A local-saturation-and-delay MRI method for evaluation of red blood cells aggregation in vivo for tumor-bearing or drug-used rats.

Abstract

Hyperviscosity syndrome (HVS) is a combination of clinical signs and symptoms related to increased blood viscosity. HVS can increase the thrombotic risk by causing a major disturbance to the blood flow, which is usually found in the advanced stages of the tumor. Moreover, some of the drugs used in chemotherapy, such as 5-fluorouracil and erythropoietin, are also capable of causing HVS through their respective pathways. Clinically, the viscosity of a patient's blood sample is measured by a rotary rheometer to estimate the risk of hyperviscosity syndrome. However, the measurement of blood viscosity in vitro is easily affected by storage time, storage environment, and anticoagulants. In addition, the fluid conditions in the rheometer are quite different from those in natural blood vessels, making this method inappropriate for evaluating blood viscosity and its effects in vivo under physiological condition. Herein, we presented a novel magnetic resonance imaging method called local-saturation-and-delay imaging (LSDI). The radial distributions of flow velocity measured by LSDI are consistent with the Ultrasonic (US) method (Spearman correlation coefficient r = 0.990). But the result of LSDI is more stable than US (p < 0.0001).

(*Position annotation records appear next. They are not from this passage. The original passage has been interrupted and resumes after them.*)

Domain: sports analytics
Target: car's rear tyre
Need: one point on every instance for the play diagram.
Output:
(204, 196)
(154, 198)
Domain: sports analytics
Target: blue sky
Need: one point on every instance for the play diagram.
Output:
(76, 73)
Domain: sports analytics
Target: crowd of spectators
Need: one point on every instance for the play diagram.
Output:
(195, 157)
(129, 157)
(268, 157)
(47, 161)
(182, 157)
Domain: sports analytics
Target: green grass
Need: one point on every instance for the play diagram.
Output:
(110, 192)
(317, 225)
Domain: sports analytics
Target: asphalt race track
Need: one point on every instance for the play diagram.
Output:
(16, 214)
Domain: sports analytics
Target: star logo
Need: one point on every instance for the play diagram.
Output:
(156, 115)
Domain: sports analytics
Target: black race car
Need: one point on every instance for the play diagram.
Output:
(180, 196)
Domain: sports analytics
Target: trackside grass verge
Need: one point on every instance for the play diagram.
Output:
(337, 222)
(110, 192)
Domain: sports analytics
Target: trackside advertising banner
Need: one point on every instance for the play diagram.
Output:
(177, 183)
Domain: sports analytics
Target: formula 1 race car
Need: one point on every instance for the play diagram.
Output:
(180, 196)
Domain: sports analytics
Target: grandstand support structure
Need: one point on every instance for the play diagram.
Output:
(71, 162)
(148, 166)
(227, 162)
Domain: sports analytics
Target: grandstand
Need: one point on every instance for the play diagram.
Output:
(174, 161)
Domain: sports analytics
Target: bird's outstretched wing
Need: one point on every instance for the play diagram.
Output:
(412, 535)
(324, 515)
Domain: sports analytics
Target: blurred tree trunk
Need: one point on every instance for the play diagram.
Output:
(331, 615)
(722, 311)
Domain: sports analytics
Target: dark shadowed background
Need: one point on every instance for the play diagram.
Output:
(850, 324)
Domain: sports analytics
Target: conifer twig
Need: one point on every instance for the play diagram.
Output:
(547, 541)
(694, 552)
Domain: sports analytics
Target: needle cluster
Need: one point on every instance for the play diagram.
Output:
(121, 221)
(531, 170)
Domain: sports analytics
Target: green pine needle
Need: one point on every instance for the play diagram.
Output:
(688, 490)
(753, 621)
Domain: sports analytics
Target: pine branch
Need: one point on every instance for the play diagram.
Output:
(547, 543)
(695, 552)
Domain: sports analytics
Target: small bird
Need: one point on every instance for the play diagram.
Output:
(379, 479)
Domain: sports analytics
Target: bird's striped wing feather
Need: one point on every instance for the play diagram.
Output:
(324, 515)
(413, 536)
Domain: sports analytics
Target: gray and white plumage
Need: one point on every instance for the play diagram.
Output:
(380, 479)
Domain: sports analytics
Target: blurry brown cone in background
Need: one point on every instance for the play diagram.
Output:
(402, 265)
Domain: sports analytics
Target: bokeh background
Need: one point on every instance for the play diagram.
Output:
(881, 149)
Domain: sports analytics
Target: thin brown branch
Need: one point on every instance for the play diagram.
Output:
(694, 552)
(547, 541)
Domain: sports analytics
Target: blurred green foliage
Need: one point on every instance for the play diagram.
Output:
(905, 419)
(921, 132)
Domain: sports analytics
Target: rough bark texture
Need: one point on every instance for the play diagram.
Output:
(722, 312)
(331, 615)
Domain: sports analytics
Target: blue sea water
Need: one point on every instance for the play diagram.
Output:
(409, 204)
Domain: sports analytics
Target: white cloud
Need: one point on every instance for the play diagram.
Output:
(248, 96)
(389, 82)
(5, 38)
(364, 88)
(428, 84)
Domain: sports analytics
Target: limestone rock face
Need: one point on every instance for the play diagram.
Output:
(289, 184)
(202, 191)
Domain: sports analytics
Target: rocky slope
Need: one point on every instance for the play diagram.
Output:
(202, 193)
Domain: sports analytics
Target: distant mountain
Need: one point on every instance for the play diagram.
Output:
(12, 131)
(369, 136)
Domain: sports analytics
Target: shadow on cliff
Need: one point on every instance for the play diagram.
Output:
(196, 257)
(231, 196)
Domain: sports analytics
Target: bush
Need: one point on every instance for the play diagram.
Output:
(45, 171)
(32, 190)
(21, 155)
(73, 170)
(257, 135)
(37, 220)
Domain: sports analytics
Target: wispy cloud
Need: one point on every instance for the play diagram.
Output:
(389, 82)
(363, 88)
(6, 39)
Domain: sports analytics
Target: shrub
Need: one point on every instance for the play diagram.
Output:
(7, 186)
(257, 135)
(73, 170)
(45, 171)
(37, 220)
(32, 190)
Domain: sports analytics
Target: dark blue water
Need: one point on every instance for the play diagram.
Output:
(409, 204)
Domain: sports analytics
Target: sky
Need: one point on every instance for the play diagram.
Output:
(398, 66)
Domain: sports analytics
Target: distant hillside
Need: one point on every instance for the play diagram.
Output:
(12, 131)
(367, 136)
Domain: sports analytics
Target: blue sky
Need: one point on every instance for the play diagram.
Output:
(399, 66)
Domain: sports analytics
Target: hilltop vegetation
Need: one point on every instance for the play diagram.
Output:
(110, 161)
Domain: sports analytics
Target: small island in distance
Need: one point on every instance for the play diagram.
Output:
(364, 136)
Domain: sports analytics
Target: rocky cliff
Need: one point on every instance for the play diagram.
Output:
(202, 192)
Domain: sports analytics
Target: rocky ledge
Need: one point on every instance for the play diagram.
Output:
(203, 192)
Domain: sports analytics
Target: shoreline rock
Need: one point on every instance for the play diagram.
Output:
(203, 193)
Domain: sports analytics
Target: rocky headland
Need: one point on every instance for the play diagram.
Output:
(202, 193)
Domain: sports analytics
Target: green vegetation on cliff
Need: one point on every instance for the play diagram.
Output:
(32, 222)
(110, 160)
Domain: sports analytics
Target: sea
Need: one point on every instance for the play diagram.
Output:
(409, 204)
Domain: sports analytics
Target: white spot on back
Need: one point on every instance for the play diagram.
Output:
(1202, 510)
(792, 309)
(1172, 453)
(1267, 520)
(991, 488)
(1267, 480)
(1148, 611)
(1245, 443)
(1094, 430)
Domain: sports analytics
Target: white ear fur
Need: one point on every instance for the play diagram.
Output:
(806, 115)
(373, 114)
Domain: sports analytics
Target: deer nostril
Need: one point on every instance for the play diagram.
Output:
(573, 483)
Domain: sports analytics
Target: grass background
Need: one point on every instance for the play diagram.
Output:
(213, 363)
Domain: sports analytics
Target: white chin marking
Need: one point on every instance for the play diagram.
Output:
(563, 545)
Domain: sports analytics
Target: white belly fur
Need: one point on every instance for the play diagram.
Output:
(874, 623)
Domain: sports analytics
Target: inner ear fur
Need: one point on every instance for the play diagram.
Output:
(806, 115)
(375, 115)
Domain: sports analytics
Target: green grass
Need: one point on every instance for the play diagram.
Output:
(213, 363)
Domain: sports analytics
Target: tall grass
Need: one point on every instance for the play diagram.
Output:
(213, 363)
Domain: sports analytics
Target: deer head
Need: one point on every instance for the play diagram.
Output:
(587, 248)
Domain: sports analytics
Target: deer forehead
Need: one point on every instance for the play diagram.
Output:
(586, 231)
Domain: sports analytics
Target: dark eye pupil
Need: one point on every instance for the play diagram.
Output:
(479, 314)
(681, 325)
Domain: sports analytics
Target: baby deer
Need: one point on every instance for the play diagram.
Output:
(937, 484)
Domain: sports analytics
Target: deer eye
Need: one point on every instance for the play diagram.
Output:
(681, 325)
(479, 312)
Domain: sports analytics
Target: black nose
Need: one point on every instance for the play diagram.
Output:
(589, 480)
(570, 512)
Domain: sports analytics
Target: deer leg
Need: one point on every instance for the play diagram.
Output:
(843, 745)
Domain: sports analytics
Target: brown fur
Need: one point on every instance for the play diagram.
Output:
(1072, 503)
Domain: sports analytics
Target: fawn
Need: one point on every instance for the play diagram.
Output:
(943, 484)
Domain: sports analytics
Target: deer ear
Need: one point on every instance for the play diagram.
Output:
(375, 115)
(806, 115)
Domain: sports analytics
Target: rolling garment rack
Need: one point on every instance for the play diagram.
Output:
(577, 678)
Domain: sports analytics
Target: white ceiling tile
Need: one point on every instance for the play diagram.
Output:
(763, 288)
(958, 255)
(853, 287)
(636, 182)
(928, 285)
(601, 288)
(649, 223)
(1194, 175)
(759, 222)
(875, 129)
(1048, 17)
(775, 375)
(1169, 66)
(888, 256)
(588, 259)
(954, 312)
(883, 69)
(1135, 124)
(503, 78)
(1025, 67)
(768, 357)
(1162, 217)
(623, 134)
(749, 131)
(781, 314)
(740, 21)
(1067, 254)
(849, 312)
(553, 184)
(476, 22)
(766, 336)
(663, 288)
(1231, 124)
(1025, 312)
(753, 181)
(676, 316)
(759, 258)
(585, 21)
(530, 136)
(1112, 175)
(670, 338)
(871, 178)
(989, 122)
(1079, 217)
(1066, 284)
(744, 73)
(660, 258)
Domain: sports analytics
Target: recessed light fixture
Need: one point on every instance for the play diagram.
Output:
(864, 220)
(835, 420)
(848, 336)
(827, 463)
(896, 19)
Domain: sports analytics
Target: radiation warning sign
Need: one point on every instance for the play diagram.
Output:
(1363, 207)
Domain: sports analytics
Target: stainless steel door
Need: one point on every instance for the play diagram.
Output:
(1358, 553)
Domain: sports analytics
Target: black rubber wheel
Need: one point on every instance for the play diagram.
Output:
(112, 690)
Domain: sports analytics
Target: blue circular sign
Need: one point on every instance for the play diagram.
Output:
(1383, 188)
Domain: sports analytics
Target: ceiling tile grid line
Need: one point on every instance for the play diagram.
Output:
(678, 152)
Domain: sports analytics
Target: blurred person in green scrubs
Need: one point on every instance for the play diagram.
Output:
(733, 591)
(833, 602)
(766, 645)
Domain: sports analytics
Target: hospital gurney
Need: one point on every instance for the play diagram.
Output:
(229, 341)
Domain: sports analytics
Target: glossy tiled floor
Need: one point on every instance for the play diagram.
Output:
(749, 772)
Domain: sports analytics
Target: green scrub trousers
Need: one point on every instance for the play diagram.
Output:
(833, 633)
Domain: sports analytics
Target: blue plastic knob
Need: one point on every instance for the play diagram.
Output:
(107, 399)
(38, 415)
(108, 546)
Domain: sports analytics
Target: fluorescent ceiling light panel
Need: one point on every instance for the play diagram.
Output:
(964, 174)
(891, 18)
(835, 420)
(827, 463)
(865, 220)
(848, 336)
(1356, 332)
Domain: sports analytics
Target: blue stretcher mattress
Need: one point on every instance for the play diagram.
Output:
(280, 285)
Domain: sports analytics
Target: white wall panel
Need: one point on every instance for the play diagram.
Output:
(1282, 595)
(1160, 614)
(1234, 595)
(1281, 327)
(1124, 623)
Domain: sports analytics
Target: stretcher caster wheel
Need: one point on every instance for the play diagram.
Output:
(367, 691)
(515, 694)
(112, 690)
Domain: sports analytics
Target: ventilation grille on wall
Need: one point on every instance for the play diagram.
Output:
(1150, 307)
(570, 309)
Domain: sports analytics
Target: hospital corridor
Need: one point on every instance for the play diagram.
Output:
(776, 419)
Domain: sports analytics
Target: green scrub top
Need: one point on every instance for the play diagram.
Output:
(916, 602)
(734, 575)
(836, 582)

With the LSDI method, we can directly measure the radial distribution of diastolic flow velocity, and further use these data to calculate the whole blood relative viscosity (WBRV) and erythrocyte aggregation trend. It was a strong correlation between the results measured by LSDI and rotary rheometer in the group of rats given erythropoietin. Furthermore, experimental results in glioma rats indicate that LSDI is equivalent to a rheometer as a method for predicting the risk of hyperviscosity syndrome. Therefore, LSDI, as a non-invasive method, can effectively follow the changes in WBRV in rats and avoid the effect of blood sampling during the experiment on the results. In conclusion, LSDI is expected to become a novel method for real-time in vivo recognition of the cancer progression and the influence of drugs on blood viscosity and RBC aggregation.